La réactivation des charbons actifs

 

Durant leur utilisation, les charbons actifs se chargent en différents composés organiques et/ou minéraux et finissent par perdre toute ou partie de leur capacité d'adsorption - même si le procédé dans lequel ils sont impliqués incluent une désorption. Ils doivent alors être remplacés. Mais dans le cas d'un charbon actif en grains, un processus régénération peut être envisagé afin de restituer au produit usagé ses propriétés initiales et de lui offrir ainsi de nouveaux débouchés.

La régénération emprunte une filière différente selon le type de charbon, l'application à laquelle il a servi celle à laquelle il est destiné. Les garanties sur le charbon porteront sur l'indice d'iode et la granulométrie. Le CAG pourra être régénéré plusieurs fois dans la mesure où l'opération s'effectue dans de bonnes conditions.

Le cycle de régénération comprend trois étapes :

1 - La séparation des masses filtrantes :

Les charbons utilisés dans le traitement de l'eau présentent souvent une concentration en sable pouvant atteindre 10 %. Le sable est séparé du charbon en usine par triage densimétrique après séchage de la masse filtrante.

2 - La réduction de la matrice minérale :

La réduction de la teneur en minéraux du charbon actif s'effectue par des lavages, d'abord avec de fortes concentrations d'acides, puis progressivement, avec des concentrations plus faibles, jusqu'au lavage final à l'eau.

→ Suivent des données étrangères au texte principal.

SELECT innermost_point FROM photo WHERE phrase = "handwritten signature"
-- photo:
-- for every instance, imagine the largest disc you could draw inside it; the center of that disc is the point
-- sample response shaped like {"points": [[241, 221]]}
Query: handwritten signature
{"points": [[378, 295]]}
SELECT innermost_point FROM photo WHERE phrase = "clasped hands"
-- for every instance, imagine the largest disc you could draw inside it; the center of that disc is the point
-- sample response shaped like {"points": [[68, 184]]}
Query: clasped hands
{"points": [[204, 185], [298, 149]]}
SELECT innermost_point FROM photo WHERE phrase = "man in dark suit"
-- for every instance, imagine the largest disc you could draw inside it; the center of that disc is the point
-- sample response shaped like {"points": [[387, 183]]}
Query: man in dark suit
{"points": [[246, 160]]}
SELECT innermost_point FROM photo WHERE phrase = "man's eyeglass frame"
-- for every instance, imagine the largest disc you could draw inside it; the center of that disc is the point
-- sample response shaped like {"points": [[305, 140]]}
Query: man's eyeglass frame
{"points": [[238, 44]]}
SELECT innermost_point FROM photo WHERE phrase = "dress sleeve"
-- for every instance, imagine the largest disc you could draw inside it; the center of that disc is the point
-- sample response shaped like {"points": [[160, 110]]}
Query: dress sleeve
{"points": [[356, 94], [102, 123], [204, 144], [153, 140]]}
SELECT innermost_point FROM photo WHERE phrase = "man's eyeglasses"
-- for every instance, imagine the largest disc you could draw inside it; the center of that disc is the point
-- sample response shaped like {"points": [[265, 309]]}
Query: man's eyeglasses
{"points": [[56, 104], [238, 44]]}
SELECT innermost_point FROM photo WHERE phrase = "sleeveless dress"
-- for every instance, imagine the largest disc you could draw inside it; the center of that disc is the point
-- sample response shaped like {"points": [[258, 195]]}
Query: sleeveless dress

3 - L'élimination des matières organiques et la réactivation :

Le traitement le plus couramment employé est un traitement thermique proche de l'activation. On opère à la fois une distillation des matières organiques et une oxydation à haute température de ces mêmes matières, ce qui restitue au charbon une structure initiale. Un charbon se régénère d'autant mieux qu'il a été débarrassé auparavant des matières minérales qui obstruent ses pores.